ONG falsifica dados oficiais para vigiar empresas brasileiras
Empresa voltada para a defesa do agribusiness do Hemisfério Norte, a Global Witness assinou, esta semana, um artigo na Folha de S.Paulo. O objetivo da “réplica!” sem autor foi confrontar outro texto, publicado em dezembro do ano passado no mesmo jornal.
Na ocasião, consultor no ramo do agronegócio, Otávio Cançado tentou desconstruir ataques da empresa anglo-americana à indústria brasileira de proteína. Em síntese, os concorrentes estrangeiros sustentam que as maiores empresas brasileiras produzem em área desmatada, enquanto os nacionais negam.
No campo jurídico, o debate se dá em torno de uma tese: se as Guias de Trânsito Animal (GTAs) são documentos públicos ou se são protegidas como documentos fiscais e outros dados particulares das empresas. A Global Witness, para amparar sua tese, invocou dois fundamentos: um voto do ministro Edson Fachin (STF) e um link que, teoricamente, exporia o banco de dados das GTAs ao público.

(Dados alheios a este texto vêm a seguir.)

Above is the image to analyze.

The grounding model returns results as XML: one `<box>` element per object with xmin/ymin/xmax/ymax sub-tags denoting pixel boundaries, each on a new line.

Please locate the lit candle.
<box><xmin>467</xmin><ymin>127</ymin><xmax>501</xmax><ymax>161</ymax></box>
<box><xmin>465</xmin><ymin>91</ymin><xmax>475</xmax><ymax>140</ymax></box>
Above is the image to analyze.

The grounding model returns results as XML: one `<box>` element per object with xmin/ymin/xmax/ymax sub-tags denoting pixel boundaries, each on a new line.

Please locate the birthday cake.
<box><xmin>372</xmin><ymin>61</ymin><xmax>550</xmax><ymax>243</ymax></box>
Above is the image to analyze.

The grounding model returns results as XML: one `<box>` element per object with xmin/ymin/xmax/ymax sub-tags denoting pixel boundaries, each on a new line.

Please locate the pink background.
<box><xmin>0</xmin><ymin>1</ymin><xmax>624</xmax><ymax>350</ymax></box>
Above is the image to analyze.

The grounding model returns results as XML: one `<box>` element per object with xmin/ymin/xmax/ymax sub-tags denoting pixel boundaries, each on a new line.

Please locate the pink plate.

O especialista em Direito Agrícola, Eduardo Diamantino, rechaça o primeiro fundamento. “O ministro Fachin não fez juízo de valor sobre o caráter público das GTAs”, afirma. O voto em questão tratava de acusação contra o senador Renan Calheiros e uma imputação de recebimento de propina — da qual ele foi absolvido (leia o voto).
Diamantino vai além. A questão sobre o caráter das GTAs, diz ele, já foi solucionada em 2017 pelo Ministério da Agricultura em consulta do Ministério da Transparência. A Nota Técnica esclarece que “tanto os dados cadastrais quanto de GTAs contêm informações de natureza pessoal, de modo que não são de interesse coletivo ou geral”. Tampouco, portanto, de concorrentes para fins de espionagem industrial.
Outro especialista no campo, o advogado Celso Luchesi, referenda o tratamento das guias: “É um mecanismo de controle e rastreabilidade do ministério, não teria sentido a divulgação pública automática e com todos os detalhes”, argumenta, para concluir. “Teria que haver uma solicitação expressa e, ainda assim, duvido que ocorreria a entrega dos dados.”
A proteção, no âmbito privado, das GTAs, argumenta o advogado Gustavo Vaz Faviero, ocorre até mesmo sob a égide da Lei Geral de Proteção de Dados, quando estende seu manto ao “tratamento de dados pessoais, inclusive nos meios digitais, por pessoa natural ou por pessoa jurídica de direito público ou privado, com o objetivo de proteger os direitos fundamentais de liberdade e de privacidade e o livre desenvolvimento da personalidade da pessoa natural”.
A pergunta a ser respondida agora não é sobre o tratamento jurídico das GTAs, mas sobre como a Global Witness obteve os dados privados da produção agrícola de suas concorrentes no Brasil.